Filho de um executivo de multinacional e de dona-de-casa,
Fonseca teve as primeiras lições ainda em casa. Em meio a brincadeiras, a mãe o
ensinou a ler e a fazer as primeiras contas, grafando grandes letras e números
em uma lousa. Quando veio a idade escolar, a família optou por matriculá-lo em
um colégio normal, e não em escola especial.
Como não conseguia ler os livros, as professoras copiavam a
matéria em letras maiores. “Foi um esforço maravilhoso da minha mãe, que nunca
me deixou pensar que eu era incapaz, que eu não podia. Eu sempre pude”,
observa.
Da rejeição à carreira no MPT do Paraná
Em 1990, Ricardo Tadeu Marques da Fonseca foi aprovado em um
concurso para ocupar uma vaga de juiz no Tribunal Regional de São Paulo
(TRT-SP), então presidido por Nicolau dos Santos Neto, o “Lalau”. Foi
desclassificado por não enxergar. “Alegavam que um cego não poderia ser juiz.
Aquilo me bateu forte, porque eu não esperava algo semelhante da Justiça”,
disse.
Depois de uma semana sem dormir, deu o caso por sepultado.
Voltou aos estudos e, no ano seguinte, foi aprovado em sexto lugar em um
concurso para o Ministério Público do Trabalho (MPT) – do qual participaram
mais de 4,5 mil candidatos. Em 18 anos na instituição, trilhou uma carreira
destacada, primeiro como promotor, depois como procurador.

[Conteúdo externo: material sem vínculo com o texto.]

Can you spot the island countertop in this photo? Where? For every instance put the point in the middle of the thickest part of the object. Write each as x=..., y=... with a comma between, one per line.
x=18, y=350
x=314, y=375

Deu de ombros à sua condição e foi à campo. Participou de
vistorias, fiscalizações e investigações. Em uma delas, ele e sua equipe
fizeram campana em uma fazenda que mantinha 37 mil trabalhadores, no interior
paulista. Descobriram que os lavradores eram pulverizados com agrotóxicos antes
de entrarem nos pomares de laranja.
“Eu mesmo tomei banho de veneno para comprovar que aquilo
afetava a pele dos trabalhadores”, conta. “Eu nem lembrava que era cego. Eu era
só um procurador atuante, querendo fazer meu trabalho da melhor forma
possível”, acrescenta.
Fonseca promoveu incontáveis audiência públicas na região de
Campinas, São Paulo, orientando empresas quanto aos menores-aprendizes. “Eu
consegui fazer com que se registrassem dez mil ‘guardinhas mirins’, em
contratos formais de aprendizagem”, aponta. Esta atuação virou referência para
a lei federal 10.097, a lei da aprendizagem.
Em 2006, foi convidado a integrar o grupo que redigiu a
convenção internacional sobre o direito da pessoa com deficiência, da
Organização das Nações Unidas (ONU), em Nova Iorque. Refuta o rótulo de
“defensor dos deficientes”. Diz defender todas as minorias. “Ser cego é um
atributo, não uma incapacidade. A deficiência não está na pessoa. Está na
sociedade que não dá condições a essa pessoa de fruir seus direitos”, afirma.